It is amazing to me how often I am reminded that we each make our own day!
As a parent, I have often pointed out to our three daughters while they were growing up that they in fact “made their own day”. I wanted them to know that, at least from my perspective, we do “make our own days” – that the attitudes we hold are our own. And that they are a choice. I would make the point that they could choose to have a good day or a not so good day. that they were, to a very large extent, in charge of their own day. I would of course encourage them to choose to frame their world with a ‘positive frame.” I am all for choosing to have good days.
Shawn Acher in his book, The Happiness Advantage , (2010) makes the point that we can influence ourselves to be more positive and more productive in our lives both at work and at home. He doesn’t preach in the book. He shares scientific findings. I like that!
Here are some important scientific findings he presents in the book (pages 76 -78):
More important than believing in your own abilities is believing that you can improve these abilities.
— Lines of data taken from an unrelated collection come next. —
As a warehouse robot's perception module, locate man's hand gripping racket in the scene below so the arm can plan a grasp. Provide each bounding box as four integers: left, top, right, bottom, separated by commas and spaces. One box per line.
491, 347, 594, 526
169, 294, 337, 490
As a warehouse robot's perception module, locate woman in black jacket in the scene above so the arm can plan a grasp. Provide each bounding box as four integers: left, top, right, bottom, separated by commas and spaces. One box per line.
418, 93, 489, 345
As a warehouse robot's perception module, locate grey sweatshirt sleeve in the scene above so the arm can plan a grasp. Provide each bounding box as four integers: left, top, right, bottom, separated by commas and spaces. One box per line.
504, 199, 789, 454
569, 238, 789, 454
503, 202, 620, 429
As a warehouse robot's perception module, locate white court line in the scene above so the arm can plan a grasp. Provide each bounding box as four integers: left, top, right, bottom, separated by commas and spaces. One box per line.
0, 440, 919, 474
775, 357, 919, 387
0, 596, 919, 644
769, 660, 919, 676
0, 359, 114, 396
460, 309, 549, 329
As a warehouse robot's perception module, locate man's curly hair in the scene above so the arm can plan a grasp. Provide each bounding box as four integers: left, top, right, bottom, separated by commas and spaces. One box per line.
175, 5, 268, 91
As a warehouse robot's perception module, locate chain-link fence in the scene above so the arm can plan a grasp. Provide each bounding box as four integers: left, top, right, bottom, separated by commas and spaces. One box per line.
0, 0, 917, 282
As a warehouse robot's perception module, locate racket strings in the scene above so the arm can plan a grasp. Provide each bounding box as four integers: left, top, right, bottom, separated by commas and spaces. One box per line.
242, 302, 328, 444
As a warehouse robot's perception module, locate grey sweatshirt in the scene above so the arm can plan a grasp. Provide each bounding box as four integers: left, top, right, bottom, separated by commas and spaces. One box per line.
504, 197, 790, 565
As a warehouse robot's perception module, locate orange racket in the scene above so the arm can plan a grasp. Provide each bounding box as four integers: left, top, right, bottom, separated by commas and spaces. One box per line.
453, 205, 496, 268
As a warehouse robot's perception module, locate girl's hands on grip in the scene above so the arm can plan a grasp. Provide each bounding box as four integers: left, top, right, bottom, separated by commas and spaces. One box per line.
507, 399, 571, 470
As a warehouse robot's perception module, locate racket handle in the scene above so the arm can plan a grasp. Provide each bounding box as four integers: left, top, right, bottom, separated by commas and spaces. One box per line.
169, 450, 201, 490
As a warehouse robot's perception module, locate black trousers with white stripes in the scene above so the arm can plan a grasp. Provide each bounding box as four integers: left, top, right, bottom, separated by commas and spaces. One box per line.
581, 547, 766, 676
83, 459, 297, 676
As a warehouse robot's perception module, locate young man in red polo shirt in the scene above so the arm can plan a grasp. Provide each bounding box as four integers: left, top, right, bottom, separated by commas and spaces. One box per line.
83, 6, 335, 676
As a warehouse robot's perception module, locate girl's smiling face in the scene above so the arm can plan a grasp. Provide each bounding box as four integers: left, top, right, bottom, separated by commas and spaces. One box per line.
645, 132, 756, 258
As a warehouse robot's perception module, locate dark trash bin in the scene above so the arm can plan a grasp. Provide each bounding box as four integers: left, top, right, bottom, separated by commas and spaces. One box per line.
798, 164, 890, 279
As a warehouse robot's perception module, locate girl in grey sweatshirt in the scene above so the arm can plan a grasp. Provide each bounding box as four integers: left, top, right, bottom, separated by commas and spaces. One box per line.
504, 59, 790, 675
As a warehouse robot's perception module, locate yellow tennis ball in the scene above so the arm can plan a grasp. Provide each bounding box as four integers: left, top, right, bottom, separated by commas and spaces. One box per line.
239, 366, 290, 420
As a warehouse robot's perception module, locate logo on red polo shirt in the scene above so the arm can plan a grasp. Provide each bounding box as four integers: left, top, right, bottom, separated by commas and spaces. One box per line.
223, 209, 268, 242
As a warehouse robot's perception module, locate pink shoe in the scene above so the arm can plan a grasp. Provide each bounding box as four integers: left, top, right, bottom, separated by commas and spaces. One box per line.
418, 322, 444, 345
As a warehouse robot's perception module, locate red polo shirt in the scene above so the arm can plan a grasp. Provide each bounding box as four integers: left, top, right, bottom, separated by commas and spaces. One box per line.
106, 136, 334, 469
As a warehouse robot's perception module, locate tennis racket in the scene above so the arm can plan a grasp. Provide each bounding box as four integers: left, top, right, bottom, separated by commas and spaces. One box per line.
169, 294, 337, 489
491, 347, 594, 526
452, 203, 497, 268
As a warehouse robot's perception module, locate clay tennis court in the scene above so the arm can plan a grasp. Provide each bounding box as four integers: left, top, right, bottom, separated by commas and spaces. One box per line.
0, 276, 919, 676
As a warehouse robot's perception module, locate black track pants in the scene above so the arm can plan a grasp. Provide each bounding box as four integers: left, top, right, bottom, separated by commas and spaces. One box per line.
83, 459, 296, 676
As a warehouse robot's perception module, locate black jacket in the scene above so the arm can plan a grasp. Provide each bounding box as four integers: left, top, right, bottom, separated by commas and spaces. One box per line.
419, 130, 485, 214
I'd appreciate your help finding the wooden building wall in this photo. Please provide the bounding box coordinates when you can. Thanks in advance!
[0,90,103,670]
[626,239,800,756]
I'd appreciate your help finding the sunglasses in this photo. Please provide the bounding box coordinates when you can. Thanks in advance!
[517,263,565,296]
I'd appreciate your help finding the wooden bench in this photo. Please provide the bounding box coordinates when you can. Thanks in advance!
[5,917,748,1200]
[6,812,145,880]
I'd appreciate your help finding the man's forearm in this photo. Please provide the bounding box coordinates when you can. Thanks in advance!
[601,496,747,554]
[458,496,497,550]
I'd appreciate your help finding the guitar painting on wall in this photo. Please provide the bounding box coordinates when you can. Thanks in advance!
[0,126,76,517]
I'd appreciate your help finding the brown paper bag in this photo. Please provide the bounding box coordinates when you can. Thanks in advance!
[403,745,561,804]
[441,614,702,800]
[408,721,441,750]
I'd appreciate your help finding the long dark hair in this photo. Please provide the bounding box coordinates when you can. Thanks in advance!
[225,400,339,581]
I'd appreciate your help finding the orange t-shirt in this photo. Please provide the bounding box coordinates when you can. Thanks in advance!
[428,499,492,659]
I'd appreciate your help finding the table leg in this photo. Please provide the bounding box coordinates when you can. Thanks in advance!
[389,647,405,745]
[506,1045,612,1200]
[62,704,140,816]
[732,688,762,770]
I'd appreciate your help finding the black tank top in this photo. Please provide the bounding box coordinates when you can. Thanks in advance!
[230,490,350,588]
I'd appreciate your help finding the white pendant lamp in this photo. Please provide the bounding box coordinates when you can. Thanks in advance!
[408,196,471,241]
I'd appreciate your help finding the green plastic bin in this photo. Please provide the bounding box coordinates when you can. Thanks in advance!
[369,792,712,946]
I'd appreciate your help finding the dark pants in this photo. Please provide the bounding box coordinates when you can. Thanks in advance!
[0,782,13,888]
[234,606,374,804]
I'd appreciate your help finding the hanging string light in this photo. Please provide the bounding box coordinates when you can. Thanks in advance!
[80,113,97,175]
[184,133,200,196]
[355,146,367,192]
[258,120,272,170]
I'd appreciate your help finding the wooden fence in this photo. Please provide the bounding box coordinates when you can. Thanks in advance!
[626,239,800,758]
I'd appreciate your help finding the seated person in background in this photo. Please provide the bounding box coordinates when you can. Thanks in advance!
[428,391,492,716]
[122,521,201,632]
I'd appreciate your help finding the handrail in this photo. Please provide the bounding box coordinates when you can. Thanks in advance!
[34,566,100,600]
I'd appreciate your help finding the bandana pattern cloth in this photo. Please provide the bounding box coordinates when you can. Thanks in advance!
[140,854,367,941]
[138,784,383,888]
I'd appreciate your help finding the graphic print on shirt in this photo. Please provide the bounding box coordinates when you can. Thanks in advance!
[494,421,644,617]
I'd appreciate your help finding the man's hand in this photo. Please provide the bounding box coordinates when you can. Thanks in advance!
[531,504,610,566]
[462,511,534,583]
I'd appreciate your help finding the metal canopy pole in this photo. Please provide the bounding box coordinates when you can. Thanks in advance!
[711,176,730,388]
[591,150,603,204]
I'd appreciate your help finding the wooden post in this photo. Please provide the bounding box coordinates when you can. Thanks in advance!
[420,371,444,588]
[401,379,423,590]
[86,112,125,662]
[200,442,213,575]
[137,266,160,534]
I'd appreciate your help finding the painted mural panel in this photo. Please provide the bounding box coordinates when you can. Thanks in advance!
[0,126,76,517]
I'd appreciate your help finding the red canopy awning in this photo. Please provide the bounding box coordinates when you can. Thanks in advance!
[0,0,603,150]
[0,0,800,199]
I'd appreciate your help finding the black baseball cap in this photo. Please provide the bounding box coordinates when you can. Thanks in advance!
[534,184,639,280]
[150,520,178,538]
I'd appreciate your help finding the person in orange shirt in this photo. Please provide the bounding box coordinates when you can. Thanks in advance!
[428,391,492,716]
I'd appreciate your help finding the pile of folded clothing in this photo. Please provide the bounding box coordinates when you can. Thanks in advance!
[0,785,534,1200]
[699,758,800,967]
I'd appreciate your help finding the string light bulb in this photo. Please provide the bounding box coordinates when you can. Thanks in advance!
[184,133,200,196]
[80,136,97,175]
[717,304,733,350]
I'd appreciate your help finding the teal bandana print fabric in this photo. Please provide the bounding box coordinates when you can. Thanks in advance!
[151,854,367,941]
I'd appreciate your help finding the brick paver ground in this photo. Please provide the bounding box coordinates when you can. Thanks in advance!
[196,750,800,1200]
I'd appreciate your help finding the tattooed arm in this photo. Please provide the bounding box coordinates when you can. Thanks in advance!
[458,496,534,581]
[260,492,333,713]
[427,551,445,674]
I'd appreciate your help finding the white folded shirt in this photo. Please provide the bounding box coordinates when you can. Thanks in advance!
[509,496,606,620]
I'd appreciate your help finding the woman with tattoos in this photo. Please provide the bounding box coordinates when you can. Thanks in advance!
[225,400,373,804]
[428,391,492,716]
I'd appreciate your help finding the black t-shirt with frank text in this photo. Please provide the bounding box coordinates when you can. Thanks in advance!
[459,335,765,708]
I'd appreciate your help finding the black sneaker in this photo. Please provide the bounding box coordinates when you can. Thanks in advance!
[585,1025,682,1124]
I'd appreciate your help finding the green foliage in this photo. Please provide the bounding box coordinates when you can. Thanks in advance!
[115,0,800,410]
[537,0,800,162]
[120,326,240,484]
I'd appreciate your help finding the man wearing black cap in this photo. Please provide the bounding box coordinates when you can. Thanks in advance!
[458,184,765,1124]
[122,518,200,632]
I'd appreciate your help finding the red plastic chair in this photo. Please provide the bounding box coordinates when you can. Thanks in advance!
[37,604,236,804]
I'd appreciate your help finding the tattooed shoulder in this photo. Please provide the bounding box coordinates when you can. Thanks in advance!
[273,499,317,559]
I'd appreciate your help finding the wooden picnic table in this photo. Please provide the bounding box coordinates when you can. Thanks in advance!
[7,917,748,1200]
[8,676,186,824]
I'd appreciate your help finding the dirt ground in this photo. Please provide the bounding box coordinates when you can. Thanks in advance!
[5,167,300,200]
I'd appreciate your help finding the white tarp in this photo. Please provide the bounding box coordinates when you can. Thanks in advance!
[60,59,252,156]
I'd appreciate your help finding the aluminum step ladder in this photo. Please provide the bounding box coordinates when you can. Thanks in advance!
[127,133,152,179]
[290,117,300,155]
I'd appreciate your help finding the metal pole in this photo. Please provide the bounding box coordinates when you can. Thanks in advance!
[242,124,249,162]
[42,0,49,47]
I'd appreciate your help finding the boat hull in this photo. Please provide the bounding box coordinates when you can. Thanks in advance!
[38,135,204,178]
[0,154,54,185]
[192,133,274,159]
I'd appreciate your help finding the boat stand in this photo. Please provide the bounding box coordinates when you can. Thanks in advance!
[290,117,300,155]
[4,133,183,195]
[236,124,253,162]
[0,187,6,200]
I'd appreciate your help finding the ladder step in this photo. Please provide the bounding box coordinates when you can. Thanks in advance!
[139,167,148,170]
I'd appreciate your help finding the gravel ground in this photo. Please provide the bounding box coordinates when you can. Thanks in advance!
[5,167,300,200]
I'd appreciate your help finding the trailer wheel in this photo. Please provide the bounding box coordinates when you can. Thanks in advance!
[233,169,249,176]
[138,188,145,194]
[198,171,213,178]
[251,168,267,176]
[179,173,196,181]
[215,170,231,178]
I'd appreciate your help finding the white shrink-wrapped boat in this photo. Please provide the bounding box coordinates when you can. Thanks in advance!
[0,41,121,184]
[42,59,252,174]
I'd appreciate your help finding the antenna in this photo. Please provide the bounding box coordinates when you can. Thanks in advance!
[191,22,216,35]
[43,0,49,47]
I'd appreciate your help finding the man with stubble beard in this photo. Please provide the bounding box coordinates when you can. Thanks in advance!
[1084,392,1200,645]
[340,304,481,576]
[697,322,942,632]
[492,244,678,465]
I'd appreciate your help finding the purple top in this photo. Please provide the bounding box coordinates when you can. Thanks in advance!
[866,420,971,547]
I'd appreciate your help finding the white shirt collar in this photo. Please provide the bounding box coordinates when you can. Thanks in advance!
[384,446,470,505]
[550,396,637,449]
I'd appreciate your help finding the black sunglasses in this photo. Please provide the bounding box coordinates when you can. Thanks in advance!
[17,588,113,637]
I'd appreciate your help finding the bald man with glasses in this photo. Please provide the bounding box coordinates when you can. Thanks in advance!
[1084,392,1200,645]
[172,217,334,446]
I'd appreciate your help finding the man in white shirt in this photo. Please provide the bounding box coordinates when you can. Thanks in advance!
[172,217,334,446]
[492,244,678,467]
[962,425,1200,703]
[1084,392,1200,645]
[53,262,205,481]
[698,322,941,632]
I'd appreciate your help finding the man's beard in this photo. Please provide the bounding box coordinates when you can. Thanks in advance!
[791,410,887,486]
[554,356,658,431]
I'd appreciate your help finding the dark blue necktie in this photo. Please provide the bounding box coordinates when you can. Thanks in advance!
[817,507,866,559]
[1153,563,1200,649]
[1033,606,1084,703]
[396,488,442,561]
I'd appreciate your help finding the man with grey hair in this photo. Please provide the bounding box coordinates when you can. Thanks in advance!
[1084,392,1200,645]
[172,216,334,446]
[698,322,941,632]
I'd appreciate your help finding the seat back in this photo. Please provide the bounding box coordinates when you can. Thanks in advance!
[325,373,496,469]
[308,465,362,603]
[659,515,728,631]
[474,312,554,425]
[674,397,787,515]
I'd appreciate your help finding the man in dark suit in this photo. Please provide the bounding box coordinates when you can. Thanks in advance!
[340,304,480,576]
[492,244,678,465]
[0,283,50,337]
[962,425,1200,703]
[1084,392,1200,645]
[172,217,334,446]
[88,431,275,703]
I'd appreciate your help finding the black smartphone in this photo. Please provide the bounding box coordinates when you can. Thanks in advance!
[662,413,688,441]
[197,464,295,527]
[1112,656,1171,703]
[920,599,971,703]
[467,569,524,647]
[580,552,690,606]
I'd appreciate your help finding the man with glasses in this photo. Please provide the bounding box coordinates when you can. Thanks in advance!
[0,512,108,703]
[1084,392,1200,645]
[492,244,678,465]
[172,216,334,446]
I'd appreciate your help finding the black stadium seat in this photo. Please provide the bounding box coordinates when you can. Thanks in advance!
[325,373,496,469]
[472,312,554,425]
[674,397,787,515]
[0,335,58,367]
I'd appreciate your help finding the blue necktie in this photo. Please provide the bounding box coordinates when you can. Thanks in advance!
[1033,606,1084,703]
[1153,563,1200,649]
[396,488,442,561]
Few people have proven this theory more convincingly than Stanford psychologist Carol Dweck whose studies show that whether or not someone believes their intelligence is changeable directly affects their achievement. Dweck found that people can be split into two categories: Those with a “fixed mindset” believe that their capabilities are already set, while those with a “growth mindset” believe that they can enhance their basic qualities through effort. A growth mindset is not dismissive of innate ability; it merely recognizes, as Dweck explains, that “although people may differ in every which way – in their initial talents and aptitudes, interests, or temperaments – everyone can change and grow through application and experience.” Her research has shown that people with fixed mindsets miss choice opportunities for improvement and consistently underperform, while those with “growth mindsets” watch their abilities move ever upward.
Once we realize how much our reality depends on how we view it, it comes as less of a surprise that our external circumstances predict only about 10 percent of our total happiness. This is why Sonja Lyubomirsky, a leader in the scientific study of well-being, has written that she prefers the phrase “creation or construction of happiness” to the more popular “pursuit,” since “research shows that it’s in our power to fashion it for ourselves.” As all these mindset studies have shown, this is true for positive outcomes and success in any other domain. By changing the way we perceive ourselves and our work, we can dramatically improve our results.
Shawn Archer provides a clear picture of how we do, in fact: Make our own day. The book is loaded with great information. He shares the Seven Principals of Positive Psychology that fuel success and performance at he has taught at Harvard’s famed Happiness Course and to companies worldwide.
It is an important topic and a terrific book.